Mouse immunization and challenge

Eleven-month-old female BALB/c mice were purchased from Envigo (#047) and were used for the SARS-CoV, SARS-CoV-2 WA-1, SARS-CoV-2 B.1.351, and RsSHC014-CoV protection experiments. The study was carried out in accordance with the recommendations for care and use of animals by the Office of Laboratory Animal Welfare (OLAW), National Institutes of Health and the Institutional Animal Care and Use Committee (IACUC) of University of North Carolina (UNC permit no. A-3410-01). Animals were housed in groups of five and fed standard chow diets. Virus inoculations were performed under anesthesia and all efforts were made to minimize animal suffering. Mice were intramuscularly immunized with 10 μg RBD-scNP formulated with 3M-052-Alum or GLA-SE. For the SARS-CoV-2 WA-1 and RsSHC014 study, mice were immunized on week 0 and 2, and challenged on week 7. For the SARS-CoV-2 B.1.351 and SARS-CoV study, mice were immunized on week 0 and 4, and challenged on week 6. All mice were anesthetized and infected intranasally with 1 × 104 PFU/ml of SARS-CoV MA15, 1 × 104 PFU/ml of SARS-CoV-2 WA1- MA10 or B.1.351-MA10, 1 × 104 PFU/ml RsSHC014, which have been described previously15,45,58,59,60. Mice were weighted daily and monitored for signs of clinical disease, and selected groups were subjected to daily whole-body plethysmography. For all mouse studies, groups of n = 10 mice were included per arm of the study. Lung viral titers and weight loss were measured from individual mice per group.

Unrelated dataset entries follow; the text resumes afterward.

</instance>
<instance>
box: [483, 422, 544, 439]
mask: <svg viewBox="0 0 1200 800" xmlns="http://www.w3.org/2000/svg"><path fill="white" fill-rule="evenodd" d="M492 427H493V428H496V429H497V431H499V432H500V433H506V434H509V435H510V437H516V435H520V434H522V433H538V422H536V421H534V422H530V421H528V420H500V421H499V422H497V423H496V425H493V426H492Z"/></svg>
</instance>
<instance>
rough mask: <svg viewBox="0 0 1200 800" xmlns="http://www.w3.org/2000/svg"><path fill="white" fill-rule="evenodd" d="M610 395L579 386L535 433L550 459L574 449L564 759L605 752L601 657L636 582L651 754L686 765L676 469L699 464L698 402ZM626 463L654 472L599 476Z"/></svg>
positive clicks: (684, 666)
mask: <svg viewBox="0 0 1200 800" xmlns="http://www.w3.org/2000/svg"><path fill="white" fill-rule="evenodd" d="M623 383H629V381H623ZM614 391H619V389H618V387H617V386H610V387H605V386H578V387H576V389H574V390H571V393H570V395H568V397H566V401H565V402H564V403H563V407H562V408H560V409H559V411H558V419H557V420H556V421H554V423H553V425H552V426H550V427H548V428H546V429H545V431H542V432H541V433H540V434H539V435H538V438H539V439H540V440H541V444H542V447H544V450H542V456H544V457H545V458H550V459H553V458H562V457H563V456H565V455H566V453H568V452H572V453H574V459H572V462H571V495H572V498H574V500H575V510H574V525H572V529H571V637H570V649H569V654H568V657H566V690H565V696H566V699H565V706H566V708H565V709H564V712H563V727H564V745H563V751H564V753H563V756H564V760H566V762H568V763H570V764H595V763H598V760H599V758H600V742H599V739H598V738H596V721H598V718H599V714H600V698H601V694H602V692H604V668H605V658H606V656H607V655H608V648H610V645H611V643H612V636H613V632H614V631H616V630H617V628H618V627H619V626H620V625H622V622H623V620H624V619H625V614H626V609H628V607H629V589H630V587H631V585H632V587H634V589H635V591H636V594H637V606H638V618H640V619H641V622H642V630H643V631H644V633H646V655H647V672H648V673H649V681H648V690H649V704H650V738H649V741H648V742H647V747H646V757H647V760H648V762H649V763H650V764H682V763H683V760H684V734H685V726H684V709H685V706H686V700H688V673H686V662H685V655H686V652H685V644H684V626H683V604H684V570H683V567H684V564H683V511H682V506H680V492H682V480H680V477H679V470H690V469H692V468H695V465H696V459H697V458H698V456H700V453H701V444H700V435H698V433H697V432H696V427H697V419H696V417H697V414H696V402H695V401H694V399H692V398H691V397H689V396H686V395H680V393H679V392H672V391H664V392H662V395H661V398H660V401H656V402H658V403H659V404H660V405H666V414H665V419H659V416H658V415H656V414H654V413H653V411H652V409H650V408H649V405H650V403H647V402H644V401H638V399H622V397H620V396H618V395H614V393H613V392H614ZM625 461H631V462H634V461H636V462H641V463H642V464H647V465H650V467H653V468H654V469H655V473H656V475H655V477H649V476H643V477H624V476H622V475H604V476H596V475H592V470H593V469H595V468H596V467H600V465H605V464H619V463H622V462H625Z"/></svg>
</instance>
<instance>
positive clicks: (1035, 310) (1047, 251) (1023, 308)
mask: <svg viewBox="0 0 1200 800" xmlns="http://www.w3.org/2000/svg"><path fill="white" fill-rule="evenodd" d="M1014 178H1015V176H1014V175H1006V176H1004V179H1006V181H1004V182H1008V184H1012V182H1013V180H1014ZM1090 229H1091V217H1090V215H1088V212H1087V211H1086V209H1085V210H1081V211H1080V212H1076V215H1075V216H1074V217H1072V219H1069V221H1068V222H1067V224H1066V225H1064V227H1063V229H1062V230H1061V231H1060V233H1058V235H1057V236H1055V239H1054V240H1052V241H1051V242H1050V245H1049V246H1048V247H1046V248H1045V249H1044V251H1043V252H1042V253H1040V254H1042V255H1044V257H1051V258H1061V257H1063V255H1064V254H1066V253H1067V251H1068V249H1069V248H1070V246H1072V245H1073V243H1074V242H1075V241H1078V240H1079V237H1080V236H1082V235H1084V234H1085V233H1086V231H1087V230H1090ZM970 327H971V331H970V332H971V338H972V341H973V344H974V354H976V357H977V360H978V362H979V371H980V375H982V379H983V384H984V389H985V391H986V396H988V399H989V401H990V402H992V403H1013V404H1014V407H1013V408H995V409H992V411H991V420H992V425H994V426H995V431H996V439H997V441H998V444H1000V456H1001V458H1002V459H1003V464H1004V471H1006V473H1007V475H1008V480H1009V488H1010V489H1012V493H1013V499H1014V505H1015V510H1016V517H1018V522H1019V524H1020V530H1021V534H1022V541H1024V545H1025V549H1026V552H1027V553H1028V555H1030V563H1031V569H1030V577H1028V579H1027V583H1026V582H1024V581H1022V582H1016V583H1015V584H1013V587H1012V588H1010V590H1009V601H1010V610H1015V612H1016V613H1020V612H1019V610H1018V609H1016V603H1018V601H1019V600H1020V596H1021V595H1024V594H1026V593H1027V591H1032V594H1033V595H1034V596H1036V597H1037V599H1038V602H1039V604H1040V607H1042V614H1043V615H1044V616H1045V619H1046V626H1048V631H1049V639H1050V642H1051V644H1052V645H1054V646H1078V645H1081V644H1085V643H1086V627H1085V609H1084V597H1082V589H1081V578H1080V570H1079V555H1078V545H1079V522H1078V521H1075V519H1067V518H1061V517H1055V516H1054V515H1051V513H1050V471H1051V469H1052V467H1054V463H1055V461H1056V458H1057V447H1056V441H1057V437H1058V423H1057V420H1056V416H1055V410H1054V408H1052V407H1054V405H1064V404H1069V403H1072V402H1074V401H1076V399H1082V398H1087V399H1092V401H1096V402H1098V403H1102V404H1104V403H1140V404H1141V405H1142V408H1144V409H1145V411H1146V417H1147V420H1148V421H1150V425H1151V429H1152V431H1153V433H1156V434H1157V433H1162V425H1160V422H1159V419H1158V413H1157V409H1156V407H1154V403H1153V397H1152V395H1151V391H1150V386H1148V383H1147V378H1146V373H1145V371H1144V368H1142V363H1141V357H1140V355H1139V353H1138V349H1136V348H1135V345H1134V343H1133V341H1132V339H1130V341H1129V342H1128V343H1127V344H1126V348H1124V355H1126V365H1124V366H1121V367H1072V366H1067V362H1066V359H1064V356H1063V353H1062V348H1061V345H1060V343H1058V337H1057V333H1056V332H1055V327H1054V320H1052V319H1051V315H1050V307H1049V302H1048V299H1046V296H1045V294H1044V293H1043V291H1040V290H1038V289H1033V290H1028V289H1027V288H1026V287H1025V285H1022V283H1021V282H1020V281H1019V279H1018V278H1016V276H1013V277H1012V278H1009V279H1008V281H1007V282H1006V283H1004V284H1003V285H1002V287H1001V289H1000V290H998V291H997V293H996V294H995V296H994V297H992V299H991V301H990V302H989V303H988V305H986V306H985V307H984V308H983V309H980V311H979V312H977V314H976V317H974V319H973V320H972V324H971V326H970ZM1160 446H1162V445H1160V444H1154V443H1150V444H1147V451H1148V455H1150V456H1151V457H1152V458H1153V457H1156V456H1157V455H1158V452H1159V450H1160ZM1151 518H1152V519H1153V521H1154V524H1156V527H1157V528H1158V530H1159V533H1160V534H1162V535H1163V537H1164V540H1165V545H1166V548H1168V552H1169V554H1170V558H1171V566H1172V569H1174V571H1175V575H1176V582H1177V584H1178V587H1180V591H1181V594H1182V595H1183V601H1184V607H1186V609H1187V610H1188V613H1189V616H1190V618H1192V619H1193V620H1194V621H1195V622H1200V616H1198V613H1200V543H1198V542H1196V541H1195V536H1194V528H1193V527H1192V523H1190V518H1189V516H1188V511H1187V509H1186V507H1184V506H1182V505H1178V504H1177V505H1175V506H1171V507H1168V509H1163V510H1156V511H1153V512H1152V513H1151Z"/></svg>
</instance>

Biocontainment and biosafety

Studies were approved by the UNC Institutional Biosafety Committee approved by animal and experimental protocols in the Baric laboratory. All work described here was performed with approved standard operating procedures for SARS-CoV-2 in a biosafety level 3 (BSL-3) facility conforming to requirements recommended in the Microbiological and Biomedical Laboratories, by the U.S. Department of Health and Human Service, the U.S. Public Health Service, and the U.S. Center for Disease Control and Prevention (CDC), and the National Institutes of Health (NIH).

Statistics analysis

Data were plotted using Prism GraphPad 8.0. Two-sided Wilcoxon rank sum exact test was performed to compare differences between groups with p-value < 0.05 considered significant using SAS 9.4 (SAS Institute, Cary, NC). The Benjamini-Hochberg correction61 was used to adjust the p-values for multiple comparisons.

Reporting summary

Further information on research design is available in the Nature Research Reporting Summary linked to this article.